Иными словами, я решила выбрать такой путь объяснения, который бы предпочла услышать сама. С этой целью вырезанный из газеты прямоугольник мы попытались свернуть и “надеть” как юбочку. Катя обнаружила, что она оказалась вовсе не в юбочке, а как бы в большом стакане без дна. Когда мы с помощью скрепок и булавок подогнали верхний край “стакана” поближе к талии, девочка поняла, что выкройка обеспечивает переход от плоскости к объему. Таких слов я, разумеется, не произносила, но ведь теперь стало ясно, зачем на любом чертеже, который называется “выкройка”, имеются многочисленные “уголки” по краям — они обозначают надрезы на ткани, с помощью которых ткань после раскроя принимает форму человеческого тела.

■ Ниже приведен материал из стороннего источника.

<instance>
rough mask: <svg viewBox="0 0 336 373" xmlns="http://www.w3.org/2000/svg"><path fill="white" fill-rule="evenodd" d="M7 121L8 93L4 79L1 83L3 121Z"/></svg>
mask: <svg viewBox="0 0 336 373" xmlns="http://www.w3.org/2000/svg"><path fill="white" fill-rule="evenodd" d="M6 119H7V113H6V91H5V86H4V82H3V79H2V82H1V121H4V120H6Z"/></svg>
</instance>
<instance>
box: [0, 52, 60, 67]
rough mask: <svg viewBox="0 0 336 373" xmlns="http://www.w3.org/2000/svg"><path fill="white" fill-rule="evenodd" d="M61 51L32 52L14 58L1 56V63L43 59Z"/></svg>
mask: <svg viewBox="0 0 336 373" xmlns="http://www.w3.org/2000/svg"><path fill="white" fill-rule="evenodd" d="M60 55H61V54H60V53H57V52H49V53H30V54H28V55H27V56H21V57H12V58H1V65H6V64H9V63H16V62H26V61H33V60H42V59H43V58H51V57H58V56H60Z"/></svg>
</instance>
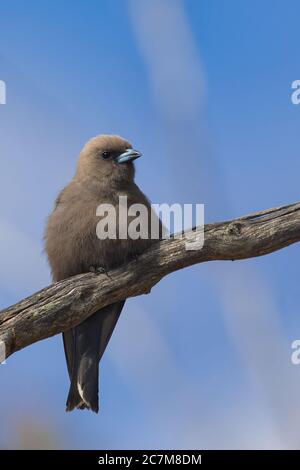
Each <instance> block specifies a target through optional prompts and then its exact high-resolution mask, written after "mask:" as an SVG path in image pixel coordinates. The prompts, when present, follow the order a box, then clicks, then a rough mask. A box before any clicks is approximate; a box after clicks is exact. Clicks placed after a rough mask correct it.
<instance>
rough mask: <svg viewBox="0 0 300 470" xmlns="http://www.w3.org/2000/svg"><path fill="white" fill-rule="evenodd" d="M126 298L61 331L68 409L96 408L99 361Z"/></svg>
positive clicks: (97, 389)
mask: <svg viewBox="0 0 300 470" xmlns="http://www.w3.org/2000/svg"><path fill="white" fill-rule="evenodd" d="M124 303H125V301H122V302H118V303H115V304H112V305H108V306H107V307H104V308H103V309H101V310H99V311H98V312H96V313H94V314H93V315H92V316H91V317H89V318H87V319H86V320H85V321H84V322H83V323H81V324H80V325H78V326H77V327H76V328H73V329H72V330H70V331H67V332H65V333H63V340H64V348H65V355H66V360H67V365H68V371H69V376H70V380H71V385H70V390H69V395H68V399H67V407H66V410H67V411H72V410H73V409H74V408H80V409H83V408H88V409H91V410H92V411H94V412H96V413H97V412H98V410H99V404H98V403H99V400H98V393H99V392H98V382H99V361H100V359H101V357H102V355H103V353H104V351H105V349H106V346H107V344H108V342H109V340H110V337H111V335H112V333H113V330H114V328H115V326H116V323H117V321H118V318H119V316H120V313H121V311H122V308H123V306H124Z"/></svg>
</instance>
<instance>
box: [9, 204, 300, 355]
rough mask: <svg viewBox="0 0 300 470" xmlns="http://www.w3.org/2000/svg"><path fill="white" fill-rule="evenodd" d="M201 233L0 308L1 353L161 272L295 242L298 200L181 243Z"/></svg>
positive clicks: (43, 332) (39, 338) (224, 258)
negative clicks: (2, 307) (108, 271)
mask: <svg viewBox="0 0 300 470" xmlns="http://www.w3.org/2000/svg"><path fill="white" fill-rule="evenodd" d="M200 235H201V228H200V227H197V228H195V229H194V230H191V231H189V232H187V233H185V234H184V235H183V236H182V237H181V238H178V237H176V236H173V237H172V238H170V239H168V240H163V241H160V242H157V243H156V244H154V245H153V246H152V247H151V248H150V249H149V250H148V251H146V252H145V253H144V254H143V255H142V256H140V257H139V258H138V259H137V260H135V261H132V262H130V263H129V264H127V265H125V266H121V267H119V268H118V269H115V270H113V271H110V272H109V273H108V275H106V274H97V275H96V274H91V273H88V274H81V275H78V276H74V277H72V278H69V279H66V280H64V281H61V282H57V283H55V284H52V285H51V286H49V287H47V288H45V289H43V290H41V291H40V292H38V293H36V294H33V295H32V296H31V297H28V298H27V299H25V300H22V301H21V302H19V303H17V304H16V305H14V306H12V307H9V308H7V309H5V310H2V311H1V312H0V340H1V341H3V342H4V343H5V347H6V357H8V356H9V355H11V354H13V353H14V352H16V351H18V350H20V349H22V348H24V347H25V346H28V345H30V344H32V343H35V342H36V341H39V340H42V339H45V338H48V337H50V336H53V335H56V334H58V333H61V332H62V331H66V330H68V329H70V328H71V327H74V326H76V325H78V324H79V323H81V322H82V321H83V320H85V319H86V318H87V317H89V316H90V315H91V314H93V313H94V312H96V311H97V310H99V308H101V307H104V306H105V305H109V304H111V303H113V302H117V301H120V300H122V299H125V298H128V297H133V296H137V295H141V294H146V293H149V292H150V290H151V288H152V287H153V286H154V285H155V284H157V283H158V282H159V281H160V279H162V278H163V277H164V276H166V275H167V274H170V273H172V272H174V271H177V270H179V269H182V268H185V267H187V266H192V265H194V264H197V263H203V262H206V261H213V260H240V259H245V258H252V257H256V256H262V255H266V254H268V253H271V252H273V251H276V250H279V249H281V248H284V247H286V246H288V245H290V244H292V243H295V242H298V241H300V203H296V204H291V205H288V206H283V207H278V208H273V209H268V210H265V211H262V212H257V213H254V214H251V215H248V216H244V217H240V218H238V219H235V220H231V221H227V222H219V223H214V224H208V225H205V227H204V236H205V242H204V246H203V248H202V249H200V250H187V249H186V246H187V245H186V244H187V243H191V242H196V241H197V240H199V237H200Z"/></svg>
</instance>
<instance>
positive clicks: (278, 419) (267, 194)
mask: <svg viewBox="0 0 300 470" xmlns="http://www.w3.org/2000/svg"><path fill="white" fill-rule="evenodd" d="M299 13H300V5H299V2H297V1H296V0H289V2H284V1H283V0H281V1H279V0H278V1H276V0H273V1H271V0H262V1H258V0H252V1H251V2H250V1H248V0H244V1H243V2H240V1H238V0H226V1H225V0H212V1H209V0H201V1H196V0H183V1H177V0H169V1H168V0H149V1H148V0H130V1H126V0H113V1H110V0H100V1H95V0H90V1H89V2H84V1H82V0H77V1H71V0H62V1H59V2H58V1H51V2H50V1H48V0H41V1H37V0H30V1H28V2H26V4H25V3H24V2H20V1H17V0H12V1H7V0H1V2H0V80H5V82H6V85H7V104H6V105H5V106H0V136H1V139H0V154H1V173H0V193H1V201H2V203H1V215H0V239H1V244H0V260H1V270H0V305H1V307H3V308H4V307H5V306H7V305H9V304H11V303H14V302H17V301H18V300H19V299H21V298H22V297H23V296H25V295H29V294H31V293H32V292H34V291H36V290H38V289H39V288H42V287H44V286H45V285H47V284H48V283H49V282H50V276H49V269H48V266H47V263H46V260H45V256H44V254H43V252H42V250H43V241H42V237H43V230H44V225H45V221H46V217H47V214H49V212H50V211H51V208H52V205H53V200H54V198H55V196H56V194H57V192H58V191H59V190H60V189H61V188H62V187H63V186H64V185H65V184H66V183H67V182H68V181H69V180H70V178H71V177H72V175H73V172H74V168H75V164H76V159H77V156H78V153H79V151H80V149H81V147H82V146H83V144H84V143H85V142H86V140H88V139H89V138H90V137H92V136H94V135H97V134H99V133H118V134H120V135H122V136H124V137H126V138H127V139H129V140H130V141H131V142H132V143H133V144H134V146H135V147H136V148H138V149H141V150H142V152H143V154H144V157H143V158H142V159H140V160H139V161H138V162H137V182H138V184H139V185H140V187H141V188H142V189H143V190H144V191H145V193H146V194H147V195H148V196H149V197H150V199H151V200H152V202H153V203H161V202H180V203H191V202H193V203H196V202H198V203H204V204H205V211H206V220H207V221H213V220H223V219H226V218H232V217H235V216H238V215H242V214H246V213H249V212H252V211H255V210H259V209H264V208H267V207H273V206H278V205H281V204H285V203H290V202H294V201H297V200H299V194H298V193H299V183H298V173H299V171H300V168H299V167H300V160H299V155H298V149H299V142H298V138H299V130H298V128H299V124H300V114H299V113H300V107H299V106H295V105H293V104H292V103H291V99H290V97H291V91H292V90H291V83H292V82H293V81H294V80H296V79H299V78H300V77H299V59H298V55H299V54H298V47H297V46H298V42H299V41H298V37H299V26H298V17H299ZM299 261H300V255H299V247H298V246H297V245H295V246H292V247H290V248H288V249H285V250H283V251H281V252H278V253H274V254H272V255H269V256H267V257H265V258H260V259H253V260H248V261H243V262H235V263H226V262H214V263H208V264H206V265H200V266H195V267H193V268H190V269H186V270H183V271H181V272H178V273H176V274H174V275H172V276H170V277H168V278H166V279H164V280H163V281H162V282H161V283H160V284H159V285H158V286H157V287H156V288H155V289H153V291H152V293H151V295H149V296H143V297H139V298H136V299H130V300H129V301H128V302H127V303H126V308H125V310H124V312H123V314H122V316H121V319H120V322H119V324H118V327H117V330H116V331H115V333H114V336H113V338H112V340H111V343H110V346H109V349H108V351H107V353H106V355H105V358H104V360H103V362H102V365H101V379H100V389H101V405H102V410H101V412H100V414H99V415H97V416H96V415H94V414H91V413H84V412H75V413H73V414H65V412H64V405H65V399H66V394H67V389H68V377H67V371H66V366H65V363H64V357H63V350H62V344H61V338H60V337H55V338H51V339H49V340H47V341H43V342H41V343H38V344H35V345H33V346H31V347H29V348H26V349H25V350H23V351H21V352H19V353H17V354H15V355H14V356H12V357H11V358H9V360H8V361H7V364H6V365H3V366H0V367H1V370H0V374H1V376H0V377H1V384H2V387H1V397H2V399H1V404H0V419H1V423H2V426H1V431H0V445H1V446H2V447H8V446H12V447H14V446H19V447H26V448H28V447H30V446H33V447H37V446H44V445H49V446H52V447H61V448H109V449H110V448H111V449H113V448H245V447H246V448H251V447H256V448H266V447H272V448H290V447H297V446H298V447H299V440H300V426H299V422H300V420H299V412H298V409H297V408H298V398H297V397H298V395H299V393H298V392H299V390H300V380H299V377H300V369H299V368H297V366H293V365H292V364H291V362H290V354H291V342H292V341H293V340H294V339H298V338H299V337H300V321H299V313H298V312H299V298H298V297H299V296H298V282H297V281H298V274H299Z"/></svg>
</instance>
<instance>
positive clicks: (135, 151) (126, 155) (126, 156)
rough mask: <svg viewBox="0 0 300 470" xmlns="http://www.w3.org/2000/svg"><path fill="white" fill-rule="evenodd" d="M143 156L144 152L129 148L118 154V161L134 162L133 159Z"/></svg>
mask: <svg viewBox="0 0 300 470" xmlns="http://www.w3.org/2000/svg"><path fill="white" fill-rule="evenodd" d="M141 156H142V154H141V153H140V152H138V151H137V150H134V149H127V150H126V152H124V153H121V155H118V156H117V158H116V161H117V162H118V163H126V162H132V161H133V160H136V159H137V158H139V157H141Z"/></svg>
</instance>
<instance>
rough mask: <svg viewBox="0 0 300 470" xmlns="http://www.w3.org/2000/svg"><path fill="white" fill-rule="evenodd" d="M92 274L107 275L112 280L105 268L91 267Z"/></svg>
mask: <svg viewBox="0 0 300 470" xmlns="http://www.w3.org/2000/svg"><path fill="white" fill-rule="evenodd" d="M90 272H91V273H94V274H105V275H106V276H107V277H109V278H110V275H109V273H108V271H107V269H106V268H104V267H103V266H90Z"/></svg>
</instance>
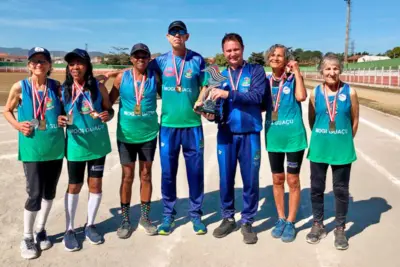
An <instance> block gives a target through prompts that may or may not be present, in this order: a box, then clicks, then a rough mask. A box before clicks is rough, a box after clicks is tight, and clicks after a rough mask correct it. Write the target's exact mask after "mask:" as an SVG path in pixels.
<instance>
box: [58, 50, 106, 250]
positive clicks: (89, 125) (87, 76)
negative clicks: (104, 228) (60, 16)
mask: <svg viewBox="0 0 400 267" xmlns="http://www.w3.org/2000/svg"><path fill="white" fill-rule="evenodd" d="M65 61H66V62H67V63H68V65H67V68H66V80H65V82H64V84H63V93H62V95H63V102H64V107H65V113H66V116H60V117H59V125H60V126H62V127H65V126H67V149H66V157H67V160H68V176H69V182H68V189H67V192H66V194H65V211H66V221H67V229H66V233H65V235H64V240H63V242H64V245H65V249H66V250H67V251H76V250H79V249H80V244H79V243H78V240H77V239H76V234H75V231H74V219H75V213H76V207H77V205H78V200H79V193H80V191H81V188H82V185H83V181H84V176H85V168H87V172H88V187H89V200H88V215H87V223H86V225H85V236H86V239H87V240H89V242H90V243H92V244H101V243H103V241H104V239H103V237H102V236H101V235H100V234H99V233H98V232H97V230H96V227H95V225H94V221H95V217H96V214H97V210H98V208H99V205H100V201H101V197H102V178H103V172H104V165H105V159H106V155H107V154H108V153H110V152H111V144H110V137H109V135H108V128H107V124H106V122H108V121H109V120H111V119H112V115H113V114H114V112H113V110H112V108H111V103H110V101H109V98H108V91H107V89H106V88H105V86H104V84H101V83H98V82H97V81H96V79H95V78H94V77H93V66H92V64H91V61H90V57H89V54H88V53H87V52H86V51H85V50H82V49H75V50H74V51H72V52H70V53H68V54H67V55H66V56H65Z"/></svg>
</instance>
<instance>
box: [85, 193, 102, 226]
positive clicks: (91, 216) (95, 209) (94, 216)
mask: <svg viewBox="0 0 400 267" xmlns="http://www.w3.org/2000/svg"><path fill="white" fill-rule="evenodd" d="M102 195H103V194H102V193H99V194H95V193H89V202H88V222H87V225H88V226H90V225H93V224H94V220H95V219H96V214H97V210H98V209H99V206H100V201H101V197H102Z"/></svg>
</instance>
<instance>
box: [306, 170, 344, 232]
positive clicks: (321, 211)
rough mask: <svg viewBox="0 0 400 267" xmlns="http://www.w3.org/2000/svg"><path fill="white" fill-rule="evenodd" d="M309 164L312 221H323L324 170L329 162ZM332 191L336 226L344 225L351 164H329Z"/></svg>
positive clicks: (325, 173) (317, 222)
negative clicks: (330, 176) (334, 200)
mask: <svg viewBox="0 0 400 267" xmlns="http://www.w3.org/2000/svg"><path fill="white" fill-rule="evenodd" d="M310 166H311V203H312V211H313V217H314V222H317V223H320V224H323V221H324V192H325V184H326V172H327V170H328V166H329V164H326V163H316V162H310ZM331 168H332V176H333V193H334V194H335V206H336V218H335V221H336V227H344V226H345V224H346V215H347V211H348V207H349V181H350V171H351V164H346V165H331Z"/></svg>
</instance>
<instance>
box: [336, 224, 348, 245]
mask: <svg viewBox="0 0 400 267" xmlns="http://www.w3.org/2000/svg"><path fill="white" fill-rule="evenodd" d="M334 234H335V248H336V249H338V250H346V249H348V248H349V242H348V241H347V238H346V233H345V231H344V227H337V228H336V229H335V231H334Z"/></svg>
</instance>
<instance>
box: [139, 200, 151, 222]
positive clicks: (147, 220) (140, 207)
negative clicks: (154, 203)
mask: <svg viewBox="0 0 400 267" xmlns="http://www.w3.org/2000/svg"><path fill="white" fill-rule="evenodd" d="M150 203H151V202H143V201H142V203H141V204H140V213H141V217H142V218H143V219H145V220H146V221H149V213H150Z"/></svg>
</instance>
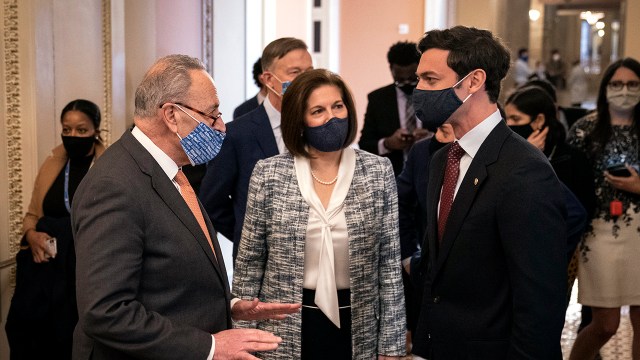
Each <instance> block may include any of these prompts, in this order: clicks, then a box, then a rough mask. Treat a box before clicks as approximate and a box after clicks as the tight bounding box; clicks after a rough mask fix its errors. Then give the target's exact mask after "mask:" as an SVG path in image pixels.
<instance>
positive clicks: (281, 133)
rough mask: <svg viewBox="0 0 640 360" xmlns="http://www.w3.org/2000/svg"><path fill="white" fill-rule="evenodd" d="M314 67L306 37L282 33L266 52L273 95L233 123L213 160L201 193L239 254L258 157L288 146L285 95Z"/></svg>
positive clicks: (271, 155)
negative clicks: (253, 173)
mask: <svg viewBox="0 0 640 360" xmlns="http://www.w3.org/2000/svg"><path fill="white" fill-rule="evenodd" d="M311 68H313V64H312V61H311V55H310V54H309V52H308V51H307V45H306V44H305V43H304V42H303V41H302V40H299V39H295V38H281V39H277V40H274V41H272V42H271V43H270V44H269V45H267V46H266V47H265V48H264V51H263V52H262V69H263V73H262V80H263V81H264V84H265V86H266V87H267V89H268V90H269V94H268V95H267V98H266V99H265V100H264V102H263V103H262V105H260V106H259V107H258V108H257V109H255V110H253V111H251V112H249V113H247V114H246V115H244V116H241V117H240V118H238V119H236V120H234V121H232V122H230V123H228V124H227V138H226V139H225V142H224V146H222V149H221V150H220V155H218V156H217V157H216V158H215V159H214V160H213V161H211V162H209V164H208V165H207V173H206V175H205V176H204V179H203V180H202V185H201V188H200V194H199V196H200V199H201V200H202V203H203V205H204V207H205V209H206V210H207V213H208V214H209V217H211V221H212V222H213V226H215V228H216V230H218V231H219V232H220V233H221V234H222V235H224V236H225V237H226V238H227V239H229V240H231V241H233V258H234V259H235V257H236V254H237V253H238V244H239V243H240V233H241V232H242V223H243V221H244V213H245V209H246V206H247V192H248V189H249V179H250V178H251V173H252V172H253V167H254V166H255V165H256V163H257V162H258V160H262V159H266V158H268V157H271V156H274V155H278V154H280V153H283V152H284V151H286V149H285V146H284V142H283V141H282V131H281V129H280V109H281V107H282V94H284V91H285V90H286V87H287V86H288V85H289V84H290V83H291V81H292V80H293V79H295V78H296V76H298V75H299V74H301V73H302V72H304V71H307V70H309V69H311Z"/></svg>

Замечу, что и Дима, и Катя, вполне развитые для своего возраста и психически здоровые дети, были в немалой мере травмированы школой. Оба ребенка не имели даже минимально необходимого контакта с учителями — ни интеллектуального, ни эмоционального. Родители вначале удивлялись, почему при общении со мной у их детей не возникало никаких конфликтов. Вообще-то и с Димой, и с Катей мы изучали английский язык, но содержание наших занятий, как видно из сказанного выше, было существенно шире. В той или иной форме я учила их “всему сразу”, как это некогда делали домашние учителя. И делала это осознанно. Самое время объяснить почему.
Будучи лингвистом, я тем не менее убеждена в том, что для обычного школьника изучение иностранного языка — да и родного тоже — довольно муторное занятие. Прежде всего — из-за неочевидности цели. Вы можете объяснить, зачем вообще нужно знать герундий? Или обороты с однородными членами? Давайте признаемся хотя бы себе, что как таковые эти сведения и в самом деле не нужны. Вместе с тем они необходимы в качестве составной части системы языка как средства общения и самовыражения. Но разве в школе кто-то потрудился это объяснить?
Неудивительно, что школьники, особенно младшие, охотно занимаются иностранным языком только в двух случаях: первый и самый распространенный — это занятия в форме развлечения; второй — когда иностранный язык изучается как бы заодно с чем-то, что для учащегося и в самом деле интересно или необходимо.
К первому случаю относятся всякие “игровые” курсы. Эффективность занятий на таких курсах обычно определяется тем, насколько готовы их посещать те дети, которые в школе прямо или косвенно вообще отказываются учить иностранный язык. Конечно, если во внешкольной группе детей учит молодая и артистичная преподавательница, то на первый взгляд все идет как нельзя лучше — дети веселы, родители довольны. Но раньше или позже выясняется, что, скажем, семиклассник знает какое-то количество английских слов, а заодно песенок и присказок. Однако его не научили ни читать, ни общаться.